Wakil Ketua Umum KADIN Indonesia ini menerangkan, era disrupsi tidak hanya menghadirkan modernitas dan kemajuan, namun juga tantangan. Konsekuensi logis dari lahirnya era disrupsi adalah tuntutan adaptasi melalui literasi teknologi. Karenanya, penguasaan dan pengembangan ilmu pengetahuan adalah sebuah kebutuhan yang tidak terelakkan.
"Kemajuan teknologi pada era disrupsi memang menawarkan berbagai peluang. Tetapi penerapannya juga menyimpan potensi dampak negatif yang merugikan. Misalnya, pemanfaatan teknologi informasi (internet) secara salah dan tidak bijaksana, dapat mendorong lahirnya sikap intoleran, penyebaran hoax, bahkan tindakan kriminal," terang Bamsoet.
Wakil Ketua Umum Pemuda Pancasila ini memaparkan, berdasarkan riset yang dipublikasikan pada bulan Februari 2020, tingkat penetrasi internet di Indonesia mencapai 64 persen. Artinya, dari total penduduk Indonesia yang berjumlah sekitar 272,1 juta jiwa, sekitar 175,4 juta jiwa diantaranya menggunakan akses internet. Bisa dibayangkan, satu berita hoax yang tersebar melalui internet dapat dengan segera diakses oleh jutaan masyarakat Indonesia hanya dalam hitungan detik.
"Era disrupsi juga membawa dampak pada aspek kehidupan sosial, di mana masyarakat menjadi semakin cenderung bersikap individualistik. Fakta bahwa kemajuan teknologi menawarkan kemudahan dalam banyak hal, sedikit banyak telah mengurangi interaksi sosial.
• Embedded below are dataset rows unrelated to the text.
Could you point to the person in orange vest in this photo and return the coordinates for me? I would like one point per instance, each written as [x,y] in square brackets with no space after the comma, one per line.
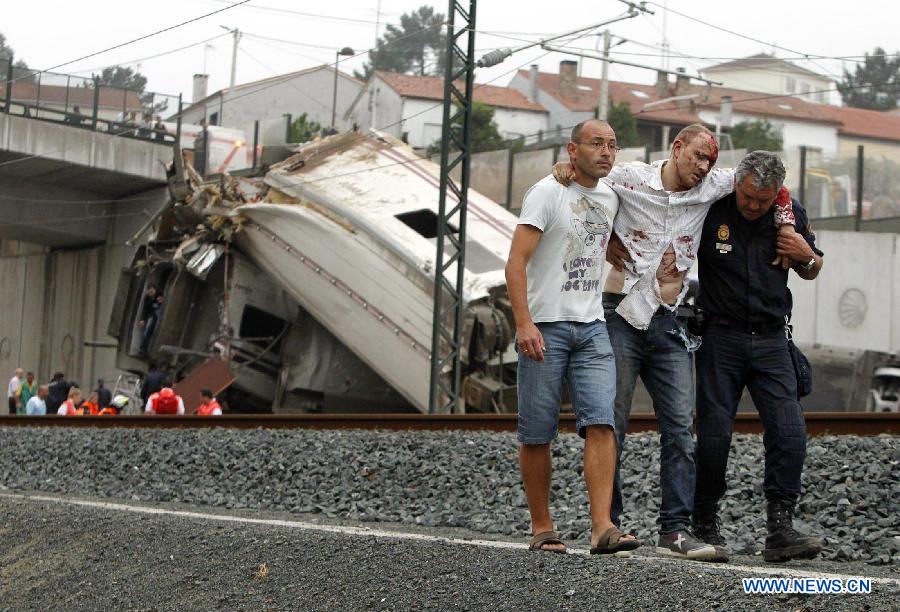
[116,406]
[165,402]
[209,406]
[91,406]
[68,407]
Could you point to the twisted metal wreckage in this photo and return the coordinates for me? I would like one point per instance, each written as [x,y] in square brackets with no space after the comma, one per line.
[321,273]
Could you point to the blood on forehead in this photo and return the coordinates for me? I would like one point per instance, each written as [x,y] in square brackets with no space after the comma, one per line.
[713,149]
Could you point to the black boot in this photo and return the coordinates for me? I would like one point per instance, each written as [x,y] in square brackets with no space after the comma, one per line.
[784,542]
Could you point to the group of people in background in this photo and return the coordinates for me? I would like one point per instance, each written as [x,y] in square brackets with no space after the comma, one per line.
[59,396]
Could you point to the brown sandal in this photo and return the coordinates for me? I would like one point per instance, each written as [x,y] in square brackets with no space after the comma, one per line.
[546,537]
[612,541]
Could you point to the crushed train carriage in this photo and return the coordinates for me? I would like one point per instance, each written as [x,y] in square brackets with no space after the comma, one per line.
[314,280]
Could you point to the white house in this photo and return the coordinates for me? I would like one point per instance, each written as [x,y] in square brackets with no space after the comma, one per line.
[662,109]
[768,74]
[411,107]
[271,100]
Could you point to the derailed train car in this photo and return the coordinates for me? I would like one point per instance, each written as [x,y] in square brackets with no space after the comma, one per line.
[314,280]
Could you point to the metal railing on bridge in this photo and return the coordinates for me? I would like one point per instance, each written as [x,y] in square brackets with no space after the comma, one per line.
[88,104]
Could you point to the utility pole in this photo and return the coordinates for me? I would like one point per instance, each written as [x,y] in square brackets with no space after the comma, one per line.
[603,107]
[237,38]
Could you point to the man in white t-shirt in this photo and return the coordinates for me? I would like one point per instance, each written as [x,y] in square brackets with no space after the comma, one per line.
[12,390]
[37,405]
[553,275]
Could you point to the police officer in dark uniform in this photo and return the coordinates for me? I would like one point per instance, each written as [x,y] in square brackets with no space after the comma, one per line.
[745,301]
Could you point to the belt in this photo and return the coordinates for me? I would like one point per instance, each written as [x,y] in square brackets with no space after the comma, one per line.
[612,300]
[748,327]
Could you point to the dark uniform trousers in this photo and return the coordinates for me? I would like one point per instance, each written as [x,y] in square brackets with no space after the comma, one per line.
[728,360]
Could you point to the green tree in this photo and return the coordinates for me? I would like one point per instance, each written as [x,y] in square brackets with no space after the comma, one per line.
[623,123]
[418,46]
[20,68]
[485,136]
[875,84]
[122,77]
[303,130]
[758,135]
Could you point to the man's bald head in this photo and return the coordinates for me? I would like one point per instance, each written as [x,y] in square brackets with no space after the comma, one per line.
[576,131]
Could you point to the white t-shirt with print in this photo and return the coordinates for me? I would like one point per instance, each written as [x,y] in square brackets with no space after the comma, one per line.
[566,268]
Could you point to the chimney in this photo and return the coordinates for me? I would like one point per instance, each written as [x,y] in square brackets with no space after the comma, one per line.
[532,83]
[662,85]
[725,109]
[681,82]
[568,75]
[201,81]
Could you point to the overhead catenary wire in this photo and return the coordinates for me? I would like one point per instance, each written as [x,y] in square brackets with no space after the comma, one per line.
[145,37]
[810,56]
[156,55]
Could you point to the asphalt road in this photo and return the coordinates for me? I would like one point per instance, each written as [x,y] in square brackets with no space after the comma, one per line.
[56,553]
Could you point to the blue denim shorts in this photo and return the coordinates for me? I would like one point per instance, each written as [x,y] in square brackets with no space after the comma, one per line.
[578,354]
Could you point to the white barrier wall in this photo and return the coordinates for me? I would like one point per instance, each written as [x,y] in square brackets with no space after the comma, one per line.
[855,301]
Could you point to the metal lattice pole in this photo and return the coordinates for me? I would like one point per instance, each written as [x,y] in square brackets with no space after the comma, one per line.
[446,379]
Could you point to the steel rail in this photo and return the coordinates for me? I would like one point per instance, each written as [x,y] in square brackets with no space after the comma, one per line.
[817,423]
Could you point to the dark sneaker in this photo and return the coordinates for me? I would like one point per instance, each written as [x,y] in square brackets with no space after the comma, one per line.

Kemajuan teknologi telah mereduksi ketergantungan kita terhadap peran individu lain dalam sistem sosial kemasyarakatan. Dari sinilah sikap egois dan anti-sosial dapat tumbuh berkembang dan membudaya dalam kehidupan masyarakat," papar Bamsoet.
Wakil Ketua Umum Parta Golkar ini menambahkan, sebagai sebuah ideologi Pancasila hanya akan bermakna ketika kehadirannya dapat dirasakan dalam setiap denyut nadi dan tarikan nafas kehidupan masyarakat. Pancasila harus diwujudkan dalam bentuk tindakan nyata, agar tidak menjadi konsep yang hanya hidup di awang-awang, atau hanya menjadi hapalan rumusan sila-sila di luar kepala.
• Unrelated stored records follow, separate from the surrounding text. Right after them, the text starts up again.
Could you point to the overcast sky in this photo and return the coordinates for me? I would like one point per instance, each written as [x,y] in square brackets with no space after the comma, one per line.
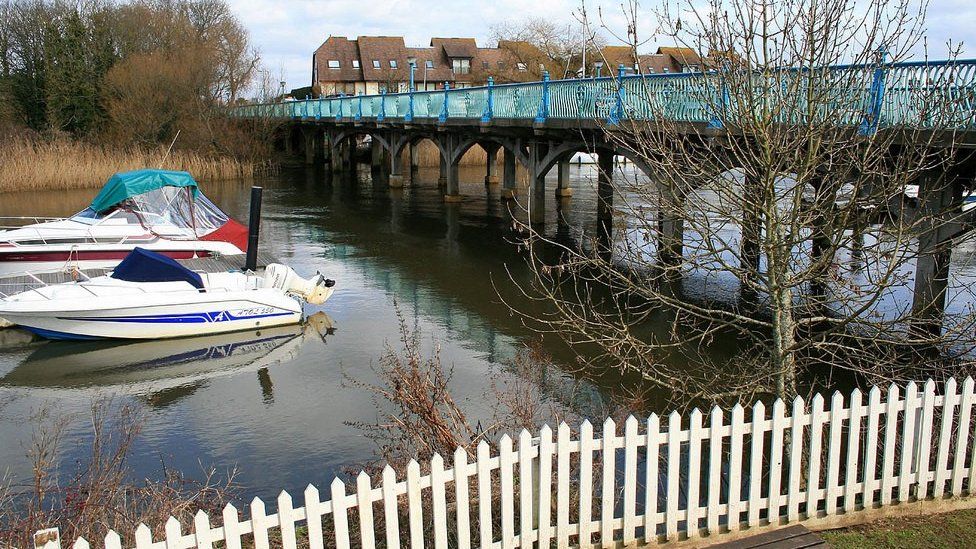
[287,32]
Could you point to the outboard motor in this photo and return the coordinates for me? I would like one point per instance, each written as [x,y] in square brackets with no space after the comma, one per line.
[315,290]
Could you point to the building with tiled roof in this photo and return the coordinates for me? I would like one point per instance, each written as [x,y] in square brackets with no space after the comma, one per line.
[373,64]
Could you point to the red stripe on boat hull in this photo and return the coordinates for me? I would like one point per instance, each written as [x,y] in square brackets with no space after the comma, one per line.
[91,255]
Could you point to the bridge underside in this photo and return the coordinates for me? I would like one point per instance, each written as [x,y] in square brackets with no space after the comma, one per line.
[542,148]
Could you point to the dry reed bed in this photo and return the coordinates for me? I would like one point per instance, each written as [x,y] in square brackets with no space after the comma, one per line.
[27,164]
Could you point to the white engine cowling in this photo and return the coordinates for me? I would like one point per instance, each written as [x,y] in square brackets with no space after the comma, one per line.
[314,290]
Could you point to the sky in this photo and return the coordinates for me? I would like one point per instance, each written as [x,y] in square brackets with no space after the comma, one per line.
[286,32]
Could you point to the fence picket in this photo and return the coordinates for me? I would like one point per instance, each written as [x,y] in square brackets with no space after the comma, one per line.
[484,495]
[755,462]
[949,401]
[853,452]
[924,441]
[832,483]
[814,460]
[203,536]
[962,439]
[391,508]
[143,537]
[506,460]
[608,477]
[630,481]
[652,458]
[364,505]
[562,486]
[586,483]
[259,524]
[313,516]
[415,505]
[527,489]
[907,442]
[544,478]
[735,467]
[796,460]
[462,511]
[674,468]
[232,527]
[869,473]
[174,533]
[714,469]
[286,521]
[842,466]
[438,500]
[694,472]
[776,461]
[891,435]
[112,539]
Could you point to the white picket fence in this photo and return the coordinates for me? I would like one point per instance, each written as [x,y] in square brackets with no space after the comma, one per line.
[574,489]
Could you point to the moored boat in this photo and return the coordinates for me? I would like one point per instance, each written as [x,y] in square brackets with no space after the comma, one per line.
[159,210]
[150,296]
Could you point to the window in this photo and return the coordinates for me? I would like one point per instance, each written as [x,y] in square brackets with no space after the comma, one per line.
[461,66]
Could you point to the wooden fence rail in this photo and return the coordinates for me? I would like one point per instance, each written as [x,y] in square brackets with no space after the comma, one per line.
[657,480]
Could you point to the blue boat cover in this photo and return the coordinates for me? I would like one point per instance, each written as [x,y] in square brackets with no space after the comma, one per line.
[142,265]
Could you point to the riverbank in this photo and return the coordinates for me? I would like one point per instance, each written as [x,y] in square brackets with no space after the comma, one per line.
[28,164]
[953,529]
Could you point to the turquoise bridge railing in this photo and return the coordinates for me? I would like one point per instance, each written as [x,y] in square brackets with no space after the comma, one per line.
[928,94]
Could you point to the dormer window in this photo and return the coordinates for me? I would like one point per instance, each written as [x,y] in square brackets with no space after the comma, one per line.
[461,66]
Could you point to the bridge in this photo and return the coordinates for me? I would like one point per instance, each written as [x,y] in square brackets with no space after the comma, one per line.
[541,125]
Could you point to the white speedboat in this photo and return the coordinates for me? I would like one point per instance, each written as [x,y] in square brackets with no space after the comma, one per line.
[159,210]
[150,296]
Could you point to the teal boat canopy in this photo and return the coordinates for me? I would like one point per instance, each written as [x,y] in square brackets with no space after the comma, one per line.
[125,185]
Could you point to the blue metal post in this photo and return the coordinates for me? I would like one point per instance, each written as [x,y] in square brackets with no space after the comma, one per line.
[486,116]
[543,113]
[723,101]
[618,111]
[410,92]
[444,112]
[873,115]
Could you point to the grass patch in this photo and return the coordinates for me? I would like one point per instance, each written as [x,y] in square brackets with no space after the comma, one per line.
[955,529]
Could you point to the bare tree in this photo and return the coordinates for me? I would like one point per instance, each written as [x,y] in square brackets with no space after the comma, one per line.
[789,222]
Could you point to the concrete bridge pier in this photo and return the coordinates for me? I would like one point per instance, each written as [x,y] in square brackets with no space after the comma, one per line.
[491,168]
[939,192]
[509,177]
[604,203]
[442,178]
[670,246]
[396,171]
[563,190]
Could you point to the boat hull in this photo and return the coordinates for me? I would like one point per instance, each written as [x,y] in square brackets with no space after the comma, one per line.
[207,315]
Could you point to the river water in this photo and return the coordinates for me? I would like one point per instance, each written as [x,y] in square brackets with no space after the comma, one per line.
[284,406]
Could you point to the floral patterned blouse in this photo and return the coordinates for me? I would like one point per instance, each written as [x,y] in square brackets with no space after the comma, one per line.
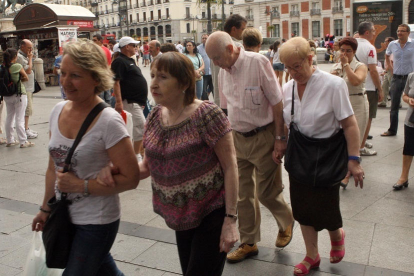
[186,176]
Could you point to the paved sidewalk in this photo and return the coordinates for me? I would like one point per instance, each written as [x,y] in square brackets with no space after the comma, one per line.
[378,221]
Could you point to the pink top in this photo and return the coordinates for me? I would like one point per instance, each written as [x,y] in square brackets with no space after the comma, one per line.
[249,90]
[186,175]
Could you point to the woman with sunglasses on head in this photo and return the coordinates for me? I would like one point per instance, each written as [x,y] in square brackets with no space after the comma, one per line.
[317,108]
[354,73]
[191,52]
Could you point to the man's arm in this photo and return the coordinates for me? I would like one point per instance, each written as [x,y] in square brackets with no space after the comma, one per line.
[377,82]
[117,93]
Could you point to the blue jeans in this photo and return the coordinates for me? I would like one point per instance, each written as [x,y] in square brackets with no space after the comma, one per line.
[397,87]
[90,251]
[199,89]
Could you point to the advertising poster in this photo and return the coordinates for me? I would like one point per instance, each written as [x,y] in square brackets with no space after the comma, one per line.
[386,16]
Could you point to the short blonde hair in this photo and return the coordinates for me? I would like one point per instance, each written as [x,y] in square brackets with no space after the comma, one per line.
[293,48]
[90,57]
[251,37]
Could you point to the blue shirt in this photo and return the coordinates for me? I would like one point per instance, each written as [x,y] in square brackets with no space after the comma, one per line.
[202,50]
[403,58]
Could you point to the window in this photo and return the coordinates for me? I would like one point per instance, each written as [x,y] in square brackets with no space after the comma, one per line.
[276,30]
[316,28]
[338,27]
[295,29]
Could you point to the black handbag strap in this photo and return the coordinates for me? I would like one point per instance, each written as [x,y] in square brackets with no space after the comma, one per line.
[88,121]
"Membantu tetangga yang terdampak pandemi, itu Pancasila. Mensosialisasikan pola hidup bersih dan sehat di masa pandemi, itu Pancasila. Menyumbang pembangunan fasilitas kesehatan masyarakat, itu Pancasila. Pancasila sesungguhnya dapat kita temukan kehadirannya dalam kehidupan keseharian. Cara terbaik mengaktualisasikan nilai-nilai Pancasila adalah dengan mengamalkannya. Karena wacana dan narasi tanpa realisasi, betapa pun banyaknya disuarakan hingga menjejali ruang publik, tidak akan bermakna nyata," ujar Bamsoet.